Measurement of heart rate through the pulse in the arteries.


– To assess pulse rate, rhythm and volume. – To assess blood flow in a given area.


– Watch with second hand. – Stethoscope. – Blue pen.


– Nursing records.


– Perform hand washing. – Prepare the material. – Check the correct functioning of the stethoscope. – Preserve the patient’s privacy. – Inform the patient. – Request the collaboration of the patient and family. – Before measuring the heart rate, make sure that the patient has not performed any significant physical or emotional activity. If so, let the patient rest for 5-10 minutes before measuring.

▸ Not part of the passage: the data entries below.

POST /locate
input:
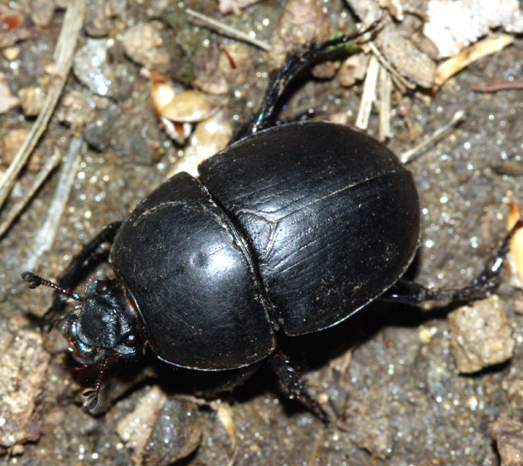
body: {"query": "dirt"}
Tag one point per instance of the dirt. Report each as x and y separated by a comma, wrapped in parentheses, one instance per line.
(389, 372)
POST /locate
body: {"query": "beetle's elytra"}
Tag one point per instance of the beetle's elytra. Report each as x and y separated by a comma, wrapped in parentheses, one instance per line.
(290, 229)
(268, 233)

– Provide a quiet and comfortable environment. – Choose the site or artery for the measurement: radial, apical, femoral or other peripheral pulses. – If apical pulse: place phonendoscope over cardiac apex: 5th left intercostal space and mid-clavicular line (adults), 4th left intercostal space and mid-clavicular line (children up to 4 years). – If palpation of an artery, place the 2nd and 3rd fingers (index and middle) on the chosen artery (preferably the radial artery), pressing lightly. – Count the pulsations for one minute. – Record in the nursing documentation with blue pen: number of pulsations, rhythm, intensity and time.


– If there is any significant alteration in the first measurement, look for another artery and compare if they are symmetrical and of equal heart rate. – The apical pulse gives a more accurate assessment of heart rate and rhythm. – Do not use the thumb in the measurement, as it has its own beat. Characteristics to be assessed: Heart rate: no. of heartbeats that occur in one minute 2. Normal values:

AGE BEATS PER MINUTE Newborn 120-170 Young infant 120-160 Older infant 110-130 Children 2 to 4 years 100-120 Children 6-8 years 100-115 Adult 60-80

2. Rhythm: the normal rhythm is regular. 3. If the rate is lower than normal it is called bradycardia and if it is higher, it is called tachycardia. 4. Quality or amplitude: intensity or strength of the pulse. We speak of normal amplitude when the pulse is easily palpable, does not disappear intermittently and all pulses are symmetrical.